With the exception of the inserted references to Sections 6424(d) (2) and 6427(e)(2) in Section 7604(b), the above judicial enforcement provisions, Sections 7402(b) and 7604(a) and (b), have not been amended since the Reisman decision and the Secretary or his delegate must still utilize these provisions to compel compliance with a summons issued under Section 7602 of the Internal Revenue Code. In deciding the issue sub judice, therefore, Reisman is controlling.
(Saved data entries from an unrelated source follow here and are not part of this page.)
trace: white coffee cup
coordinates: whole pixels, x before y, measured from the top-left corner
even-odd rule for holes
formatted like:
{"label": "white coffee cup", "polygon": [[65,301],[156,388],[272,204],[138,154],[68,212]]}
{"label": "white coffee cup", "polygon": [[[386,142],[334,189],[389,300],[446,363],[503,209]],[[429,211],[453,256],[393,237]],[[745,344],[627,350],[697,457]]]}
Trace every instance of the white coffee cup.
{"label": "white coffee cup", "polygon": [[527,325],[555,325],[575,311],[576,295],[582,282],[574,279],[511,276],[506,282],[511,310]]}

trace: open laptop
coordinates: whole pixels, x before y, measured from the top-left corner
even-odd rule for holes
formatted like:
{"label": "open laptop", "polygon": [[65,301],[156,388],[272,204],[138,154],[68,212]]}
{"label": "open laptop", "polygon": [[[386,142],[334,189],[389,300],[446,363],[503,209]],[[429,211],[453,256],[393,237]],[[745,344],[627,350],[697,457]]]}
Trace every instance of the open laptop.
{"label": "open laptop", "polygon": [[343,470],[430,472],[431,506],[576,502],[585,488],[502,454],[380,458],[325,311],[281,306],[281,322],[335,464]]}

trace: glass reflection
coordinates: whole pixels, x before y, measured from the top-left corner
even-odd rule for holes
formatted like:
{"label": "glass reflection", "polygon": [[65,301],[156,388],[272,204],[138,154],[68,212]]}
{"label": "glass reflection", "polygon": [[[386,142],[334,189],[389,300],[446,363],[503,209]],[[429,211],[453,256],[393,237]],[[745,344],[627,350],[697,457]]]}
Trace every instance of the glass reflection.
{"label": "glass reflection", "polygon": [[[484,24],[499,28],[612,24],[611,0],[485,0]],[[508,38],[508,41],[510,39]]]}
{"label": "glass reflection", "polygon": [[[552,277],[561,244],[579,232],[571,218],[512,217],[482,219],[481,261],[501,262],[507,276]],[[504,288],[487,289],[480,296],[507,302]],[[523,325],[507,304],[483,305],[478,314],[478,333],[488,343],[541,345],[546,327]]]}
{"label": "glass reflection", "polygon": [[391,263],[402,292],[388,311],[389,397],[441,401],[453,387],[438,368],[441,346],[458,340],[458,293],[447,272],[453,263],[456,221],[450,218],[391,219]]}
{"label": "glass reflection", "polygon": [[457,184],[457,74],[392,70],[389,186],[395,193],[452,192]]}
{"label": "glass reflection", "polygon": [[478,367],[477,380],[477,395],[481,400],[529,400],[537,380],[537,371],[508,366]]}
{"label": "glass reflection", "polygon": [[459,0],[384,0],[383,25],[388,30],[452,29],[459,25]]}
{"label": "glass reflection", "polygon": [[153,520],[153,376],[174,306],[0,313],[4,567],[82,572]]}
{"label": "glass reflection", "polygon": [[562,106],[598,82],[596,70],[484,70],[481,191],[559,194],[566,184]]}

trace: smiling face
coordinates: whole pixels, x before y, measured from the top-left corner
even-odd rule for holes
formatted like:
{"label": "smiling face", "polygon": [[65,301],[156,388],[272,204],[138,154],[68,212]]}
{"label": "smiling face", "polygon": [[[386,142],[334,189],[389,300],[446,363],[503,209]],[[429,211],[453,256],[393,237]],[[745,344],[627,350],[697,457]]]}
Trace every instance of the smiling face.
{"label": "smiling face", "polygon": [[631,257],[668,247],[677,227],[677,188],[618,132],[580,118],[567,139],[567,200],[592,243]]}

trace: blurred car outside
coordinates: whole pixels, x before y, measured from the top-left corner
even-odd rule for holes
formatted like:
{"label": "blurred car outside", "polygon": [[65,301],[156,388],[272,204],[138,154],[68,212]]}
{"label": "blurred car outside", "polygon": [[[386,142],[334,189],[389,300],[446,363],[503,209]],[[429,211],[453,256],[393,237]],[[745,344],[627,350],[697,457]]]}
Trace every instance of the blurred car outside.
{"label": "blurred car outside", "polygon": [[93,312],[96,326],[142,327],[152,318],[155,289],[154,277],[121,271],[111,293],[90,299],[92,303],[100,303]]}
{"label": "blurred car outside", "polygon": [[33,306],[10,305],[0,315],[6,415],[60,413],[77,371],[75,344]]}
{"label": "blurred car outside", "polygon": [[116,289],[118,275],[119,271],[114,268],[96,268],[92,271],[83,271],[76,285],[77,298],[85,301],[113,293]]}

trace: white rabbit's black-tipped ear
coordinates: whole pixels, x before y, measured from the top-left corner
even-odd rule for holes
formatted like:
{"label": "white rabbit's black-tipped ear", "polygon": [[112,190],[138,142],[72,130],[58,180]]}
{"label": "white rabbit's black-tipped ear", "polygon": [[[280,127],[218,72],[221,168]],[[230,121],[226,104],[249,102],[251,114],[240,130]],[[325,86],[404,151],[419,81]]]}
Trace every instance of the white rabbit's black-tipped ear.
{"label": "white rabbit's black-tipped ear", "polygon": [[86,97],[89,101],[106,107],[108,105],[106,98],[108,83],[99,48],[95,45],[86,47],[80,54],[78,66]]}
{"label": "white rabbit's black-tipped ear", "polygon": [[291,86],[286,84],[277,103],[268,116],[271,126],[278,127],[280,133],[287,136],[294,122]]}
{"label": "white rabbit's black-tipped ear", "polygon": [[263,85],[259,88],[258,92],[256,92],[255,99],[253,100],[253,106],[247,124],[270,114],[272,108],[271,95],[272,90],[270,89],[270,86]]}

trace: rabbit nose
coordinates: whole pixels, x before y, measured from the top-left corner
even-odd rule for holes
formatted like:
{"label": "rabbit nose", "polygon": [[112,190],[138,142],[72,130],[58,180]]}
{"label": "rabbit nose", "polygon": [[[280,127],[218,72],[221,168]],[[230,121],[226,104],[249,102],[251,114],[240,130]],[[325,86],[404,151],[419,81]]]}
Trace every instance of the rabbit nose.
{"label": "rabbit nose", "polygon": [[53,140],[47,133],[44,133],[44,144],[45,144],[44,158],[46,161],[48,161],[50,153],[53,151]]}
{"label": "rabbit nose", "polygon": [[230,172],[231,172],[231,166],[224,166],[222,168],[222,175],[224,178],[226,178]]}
Under the rule of Reisman, petitioner Miguel Ramos has ample and full opportunity for a judicial determination of his challenges to the summons under the Internal Revenue Code’s summons enforcement provisions, Sections 7402(b) and 7604(a) and (b). This is so even though petitioner is not the summoned party. Reisman held that interested third parties might intervene in these enforcement proceedings to protect their interests. Reisman, supra at 449. Due to the attorney-client relationship herein involved, it would seem that such intervention by petitioner would be appropriate. Donaldson v. United States, 400 U.S. 517, 529-530, 91 S.Ct. 534, 27 L.Ed.2d 580 (1971). Consequently, petitioner has an adequate remedy at law and his petition to quash the summons served upon Abraham T. Needleman, Esq., must therefore be denied and dismissed. 
      
      . In investigating tax liability, the Secretary of the Treasury or his delegate is authorized under Section 7602
      [t]o summon the person liable for tax . . . or any person having possession, custody,- or care of books of account containing entries relating to the business of the person liable for tax ... or any other person the Secretary or his delegate may deem proper, to appear before the Secretary or his delegate ... to produce such books . . . and to give such testimony.
      26 U.S.C. § 7602.
     
      
      . Section 7604(b) also extends this remedy to summonses issued pursuant to Sections 6420(e)(2), 6421(f)(2), 6424(d)(2) and 6427(e)(2).